Eine Mehrheit für die Umbenennung des Seeuferwegs in Erwin-Reisacher-Weg schien sicher. Neben den antragstellenden Fraktionen SPD und JFK sprachen sich in der Debatte auch Linke Liste, FGL/Grüne und sogar die FPD dafür aus, den Gewerkschafter und langjährigen Stadtrat Erwin Reisacher mit einem Straßennamen zu ehren. Und das nicht irgendwo, sondern mit der Umbenennung des vom Ende der Seestraße zum Hörnle verlaufenden Seeuferwegs in Erwin-Reisacher-Weg. 50 Jahre ist es nun her, dass Erwin Reisacher am 1. Mai 1975 die legendäre „Uferbegehung“ durch die damals noch privaten Seegrundstücke anführte und so den Anspruch auf öffentlichen Zugang zum See unterstrich. Achim Schächtle (FDP) brachte Reisachers Wirken auf den Punkt: Die Umbenennung sei eine Würdigung „für jemand der zeigt, dass, wer engagiert ist, auch was erreichen kann“.

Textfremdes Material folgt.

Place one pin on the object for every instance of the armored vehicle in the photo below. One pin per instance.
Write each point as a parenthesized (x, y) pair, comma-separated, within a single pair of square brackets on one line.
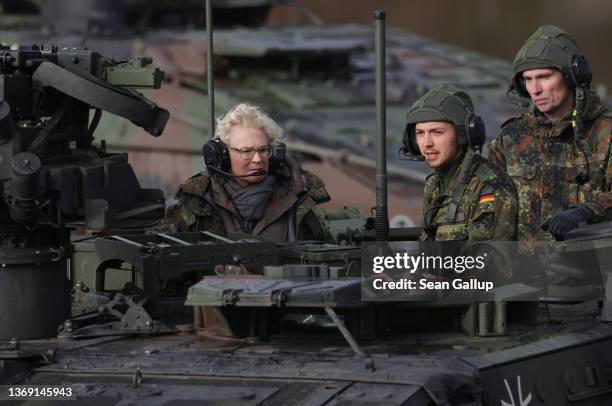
[(264, 323), (317, 81)]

Doch CDU, Freie Wähler und die Verwaltung waren dagegen. Zwar wagte niemand, Reisacher grundsätzlich eines Straßennamens für unwürdig zu erklären. Aber bitte doch nicht jetzt und nicht dort. Die beantragte Umbenennung widerspreche den „Allgemeinen Richtlinien der Stadt Konstanz für die Benennung und Umbenennung von Straßen, Wegen und Plätzen“, hieß es in der Stellungnahme der Stadtverwaltung. Um großzügig fortzufahren, man könne „Erwin Reisacher“ indes für künftige Straßenbenennungen vormerken.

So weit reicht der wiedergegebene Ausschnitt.